Learning on persistence diagrams as Radon measures
This is the joint project with Alex Elchesen, Jose Perea, and Tatum Rask. The preprint is available here.
Persistence diagrams are common descriptors of the topological structure of data appearing in various classification and regression tasks. They can be generalized to Radon measures supported on the birth-death plane and endowed with an optimal transport distance. Examples of such measures are expectations of probability distributions on the space of persistence diagrams. In this paper, we develop methods for approximating continuous functions on the space of Radon measures supported on the birth-death plane, as well as their utilization in supervised learning tasks. Indeed, we show that any continuous function defined on a compact subset of the space of such measures (e.g., a classifier or regressor) can be approximated arbitrarily well by polynomial combinations of features computed using a continuous compactly supported function on the birth-death plane (a template). We provide insights into the structure of relatively compact subsets of the space of Radon measures, and test our approximation methodology on various data sets and supervised learning tasks.

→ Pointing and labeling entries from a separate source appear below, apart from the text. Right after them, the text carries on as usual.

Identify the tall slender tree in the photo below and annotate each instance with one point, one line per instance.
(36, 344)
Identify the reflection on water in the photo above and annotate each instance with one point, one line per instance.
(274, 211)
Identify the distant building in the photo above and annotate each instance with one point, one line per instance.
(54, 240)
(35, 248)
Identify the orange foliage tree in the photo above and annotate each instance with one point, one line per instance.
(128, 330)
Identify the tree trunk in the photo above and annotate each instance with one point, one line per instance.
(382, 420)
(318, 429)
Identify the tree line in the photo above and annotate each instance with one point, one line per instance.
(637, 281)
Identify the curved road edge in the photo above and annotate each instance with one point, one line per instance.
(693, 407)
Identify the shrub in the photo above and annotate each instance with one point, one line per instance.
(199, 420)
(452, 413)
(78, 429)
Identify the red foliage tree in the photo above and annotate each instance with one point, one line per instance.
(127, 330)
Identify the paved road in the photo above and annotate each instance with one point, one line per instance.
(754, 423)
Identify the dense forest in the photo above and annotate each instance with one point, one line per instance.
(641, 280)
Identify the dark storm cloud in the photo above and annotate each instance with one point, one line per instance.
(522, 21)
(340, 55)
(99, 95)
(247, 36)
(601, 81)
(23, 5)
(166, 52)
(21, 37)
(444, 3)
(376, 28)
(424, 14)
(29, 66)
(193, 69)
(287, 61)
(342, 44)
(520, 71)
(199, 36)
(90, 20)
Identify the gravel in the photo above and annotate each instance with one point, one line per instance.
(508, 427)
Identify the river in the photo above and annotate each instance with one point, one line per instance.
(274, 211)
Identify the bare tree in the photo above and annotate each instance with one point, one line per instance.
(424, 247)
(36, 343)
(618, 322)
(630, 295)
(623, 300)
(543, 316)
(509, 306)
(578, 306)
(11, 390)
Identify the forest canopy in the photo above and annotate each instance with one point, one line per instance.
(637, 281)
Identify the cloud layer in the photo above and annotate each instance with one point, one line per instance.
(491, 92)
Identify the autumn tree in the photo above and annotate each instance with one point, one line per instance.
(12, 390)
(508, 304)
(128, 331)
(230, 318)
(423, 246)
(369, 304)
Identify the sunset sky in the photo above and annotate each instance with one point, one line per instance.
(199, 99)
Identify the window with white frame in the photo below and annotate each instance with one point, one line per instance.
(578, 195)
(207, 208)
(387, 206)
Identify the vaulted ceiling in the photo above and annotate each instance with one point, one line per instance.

Topological data analysis of pattern formation of human induced pluripotent stem cell colonies
This is the ongoing joint project with Eunbi Park, Jack Toppen, Elena Dimitrova, Melissa Kemp, Peter Bubenik, and Daniel Cruz. The recent poster on this project is available here.
Human induced pluripotent stem cells (hiPSCs) have the potential to self-renew and the ability to differentiate into any cell of a human body. We extracted cell-specific signal intensities from confocal microscopy images, assigned cell types based on respective intensities, and studied changes in cell pattern formations among cell types through topological data analysis. In particular, we detected differences in the spatial organization of stem cells based on different biological markers, which gave us insight into the strength of their neighbor-to-neighbor signaling. Also, we quantified changes in the cell pattern formations of hiPSC colonies during their differentiation. Furthermore, the pipeline we have developed is general-purpose and can be applied to various microscopy images.